Mercadi Carlson inverted on a bouldering problem.

Now that Eden and Carlson have successfully cultivated a career in climbing, the pressure is on to perform, which can be extremely taxing on both the body and the mind. The reality of this sunk in for both of them on their winter climbing trip to Joshua Tree National Park.

“There was pressure in going climbing the whole time, because that’s what we were there to do. To climb,” Carlson explained. “We’d been on about a month without a rest day, and were trying really hard to go climbing. We felt like shit because our bodies were so tired, but we felt the need to go climbing because we were on a climbing trip, and we didn’t really factor in the fact that we needed a rest day. Or else we’re going to do damage to our bodies and we wouldn’t be able to go climbing anymore.”

“We felt kind of pressured into pushing harder grades than we were ready to at a certain point,” Eden added. “It becomes this horrible stressful monster.”

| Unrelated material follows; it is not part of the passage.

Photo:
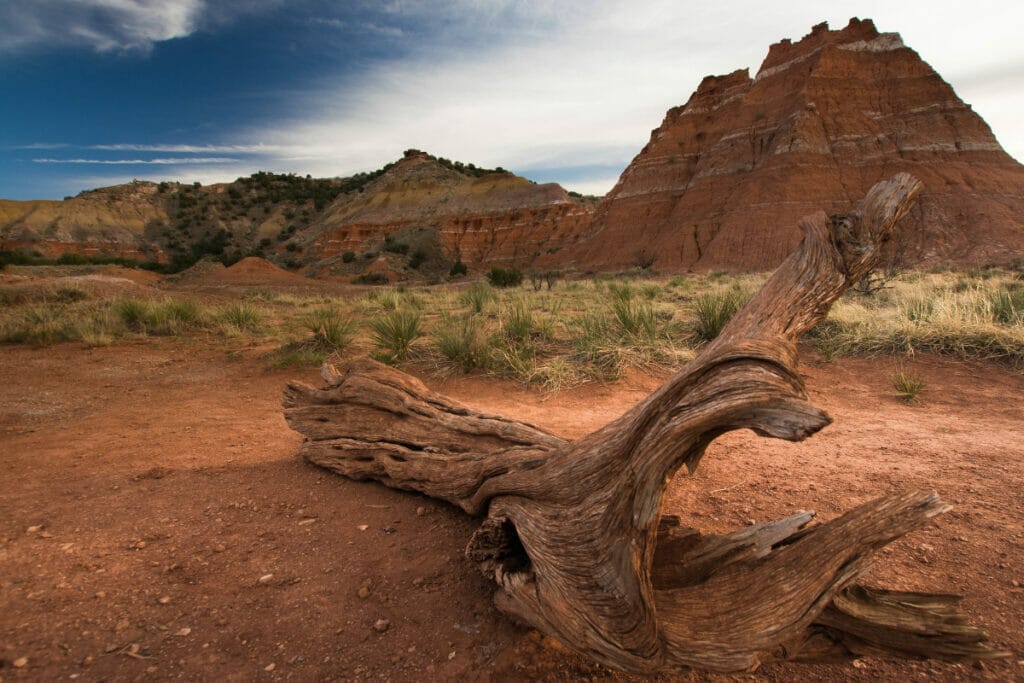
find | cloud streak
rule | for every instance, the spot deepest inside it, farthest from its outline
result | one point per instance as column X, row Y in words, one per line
column 183, row 161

When climbing no longer felt fun, and both their bodies and their minds were beaten, bruised, and sore, the two turned to each other to remind one another why they were there, and what climbing meant to them.

“This is about you,” Eden said. “We have to bring it back to you, and what actually is important. Because if you’re climbing for other people, you’re not climbing. You’re going to lose the love of it.”

“We also took like a six day rest week,” Carlson added. “We needed it.”


After giving themselves some much needed rest and recovery, and visiting hot springs, the two returned to Moab to hit the ground running (or hit the rock, climbing). “Mary just got two eights, so we’re going to go put those to use,” Carlson said, excitedly. “We’re going to do some off-widthing tomorrow, and work towards 5.13.”

“We started getting into first ascents,” Eden added. “Mainly boulders, but we’re dipping our toes into bolting routes.” The process for establishing new climbing routes is more complex than meets the eye. Eden explained, “You have to be really careful about what you do, because it might have been done before.”

“We’re learning,” continued Carlson. “So far we know it takes a lot of sand, and grit, and mud in your teeth, and placing anchors.”



There’s no limit to what these two young climbers will accomplish, and the world will witness their adventures through their photography and social media. For Eden, though, it’s as simple as it was on the first day she first climbed on Wall Street. “We’re going to go out there and challenge ourselves and be decent human beings while we do so,” she said. “It’s supposed to be fun.”